Pre-loading: Referencing pre-loaded .csv data
To open or use this sample form, go to the Design tab, scroll down to the Your forms and datasets section, and click + then Start new form; then enable Use a sample form as your starting point and choose Pre-loading: Referencing pre-loaded .csv data from the list. You can also click here to download the spreadsheet form definition (this is a .zip file that contains a .xlsx sample form as well as a .csv file containing sample data for pre-loading).
If you upload the spreadsheet form definition to your SurveyCTO server manually, be sure to attach the .csv file – or upload the .csv file as a dataset named hhplotdetails and then attach that dataset – otherwise the form won't be able to find the data when users are filling it out.
When you open the .csv file, you will see that the first column is titled hhid_key. Here, "hhid" stands for "household identification number"; the suffix "_key" indicates that the values in this column will be used to uniquely identify each row, so SurveyCTO should index the column's contents for fast look-up. (See Pre-loading data into a form for a full discussion of the techniques employed here.)
hhid_key | nplots | plot1description | ... |
1001 | 1 | HHID 1001 Plot 1 Description | ... |
1002 | 2 | HHID 1002 Plot 1 Description | ... |
... |
This .csv file represents data that the survey team already has about the number of plots that each household owns (in the nplots column), as well as short descriptions and sizes for each of those plots (in the plot#description and plot#size columns). (Further to the right, there are other columns as well, but you can ignore those for now as they are only used in the next sample.)
Turning to the spreadsheet form definition for this form, you will see that the user is first asked to double-enter the household identification number of the respondent. He or she will be provided the hint that "Valid IDs are between 1001 and 1060" because those are the households covered in the accompanying .csv file.
type | name | label | constraint |
integer | hhid | Please enter the household's ID. | .>=1001 and .<=1061 |
integer | confirmentry | Please re-enter the household's ID. | .=${hhid} |
Note that the constraint for the hhid field intentionally allows 1061 to be entered, even though that is not a valid ID in the .csv file.
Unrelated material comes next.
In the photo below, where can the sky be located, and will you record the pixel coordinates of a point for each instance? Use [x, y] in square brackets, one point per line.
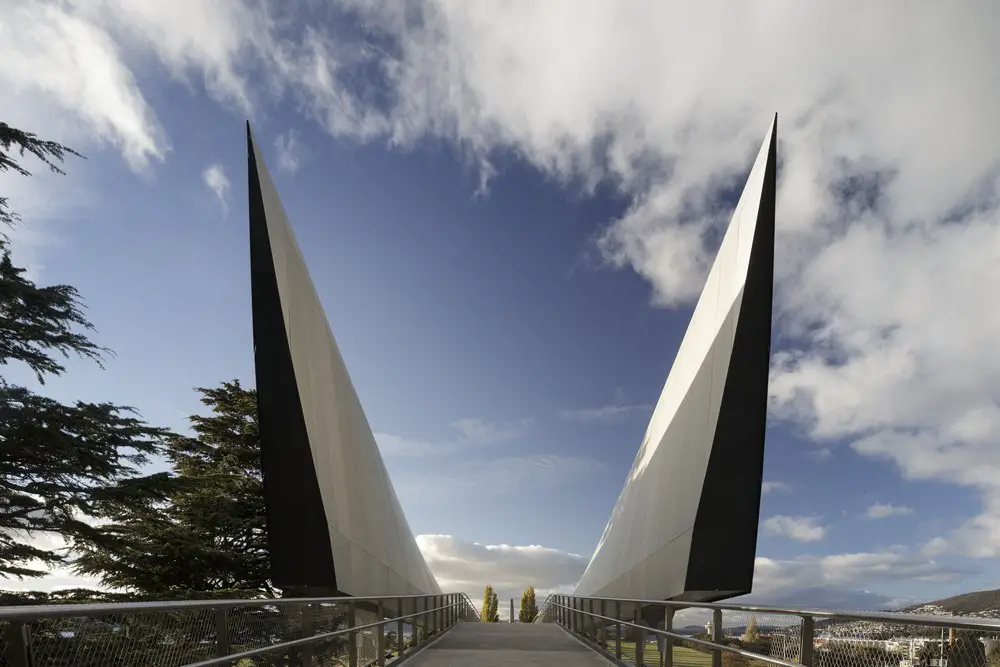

This is allowed so that you can see how the form behaves when an entered ID cannot be found in the .csv data.
Next in the workbook, you will see a block of twenty calculate fields. These are internal, hidden fields, so nothing you see in this block will appear to the user filling out the form. Each of these pulls a different piece of data from the .csv file and assigns it a name that can be referenced later in the survey. The expression in the calculation column of each calls the pulldata() function, passing the following as parameters: which .csv file to pull from, which column to pull, and which column and value to use in identifying the correct row to load.
Finally, you will see a block of actual questions that will be visible to the user. The labels for most of them make reference to the data values that were earlier pulled from the .csv file.
type | name | label | relevance | choice_filter |
select_one plot | bestplot | Please select your best-performing plot in the most recent agricultural season. | filter<=${nplots} | |
note | plotsintro | I will now ask you a series of questions about each of your ${nplots} agricultural plots. | ${nplots}>=1 | |
select_one yesno | plot1cultivated | Did you cultivate your "${plot1description}" (size ${plot1size}) plot in the most recent season? | ${nplots}>=1 | |
select_one yesno | plot2cultivated | Did you cultivate your "${plot2description}" (size ${plot2size}) plot in the most recent season? | ${nplots}>=2 |
All of the values inside the ${}'s (for example, ${nplots} and ${plot1size}) refer back to the names of calculate fields from earlier, in order to pull in those field values – which, in turn, were pulled in from the pre-loaded .csv data.
You will also notice that respondents will only be asked questions about plots they own. In the first question in this block, which asks respondents to identify their best plot, the expression filter<=${nplots} in the choice_filter column – along with the accompanying answer options on the choices tab – ensure that respondents will be presented with a list of only those plots that they own. In later fields, the expressions ${nplots}>=1 or ${nplots}>=2 in the relevance column indicate that these questions should only be asked if the number of plots the respondent owns is high enough.